The UK, the Postal Operation, and Computers

April 11, 2025

According to the Post Office Scandal, there’s a new amendment in Parliament that questions how machines work: “Proposed Amendment To Legal Presumption About The Reliability Of Computers.”

Journalist Tom Webb specializes in data protection and he informed author Nick Wallis about an amendment to the Data (Use and Access) Bill that is running through the British Parliament. The amendment questions:

“It concerns the legal presumption that “mechanical instruments” (which seems to be taken to include computer networks) are working properly if they look to the user like they’re working properly.”

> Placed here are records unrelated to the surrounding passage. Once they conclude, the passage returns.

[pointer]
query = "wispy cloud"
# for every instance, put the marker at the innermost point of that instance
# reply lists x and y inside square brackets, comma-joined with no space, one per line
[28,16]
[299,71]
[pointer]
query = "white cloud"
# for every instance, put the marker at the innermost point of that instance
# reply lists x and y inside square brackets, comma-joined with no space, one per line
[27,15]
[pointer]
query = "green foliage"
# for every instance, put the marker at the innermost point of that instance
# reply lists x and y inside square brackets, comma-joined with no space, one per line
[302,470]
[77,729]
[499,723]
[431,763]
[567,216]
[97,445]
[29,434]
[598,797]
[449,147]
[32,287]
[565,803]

Wallis has chronicled the problems associated with machines appearing to work properly since barrister Stephen Mason reported the issue to him. Barrister Mason is fighting on behalf of the British Post Office Scandal (which is another story) about the this flawed thinking and its legal implication. Here’s more on what the problem is:

“Although the “mechanical instruments” presumption has never, to the best of my knowledge, been quoted in any civil or criminal proceedings involving a Subpostmaster, it has been said to effectively reverse the burden of proof on anyone who might be convicted using digital evidence. The logic being if the courts are going to assume a computer was working fine at the time an offence allegedly occurred because it looked like it was working fine, it is then down to the defendant to prove that it was not working fine. This can be extremely difficult to do (per the Seema Misra/Lee Castleton cases).”

The proposed amendment uses legal jargon to do the following:

“This amendment overturns the current legal assumption that evidence from computers is always reliable which has contributed to miscarriages of justice including the Horizon Scandal. It enables courts to ask questions of those submitting computer evidence about its reliability.”

This explanation means that just because the little light is blinking and the machine is doing something, those lights do not mean the computer is working correctly. Remarkable.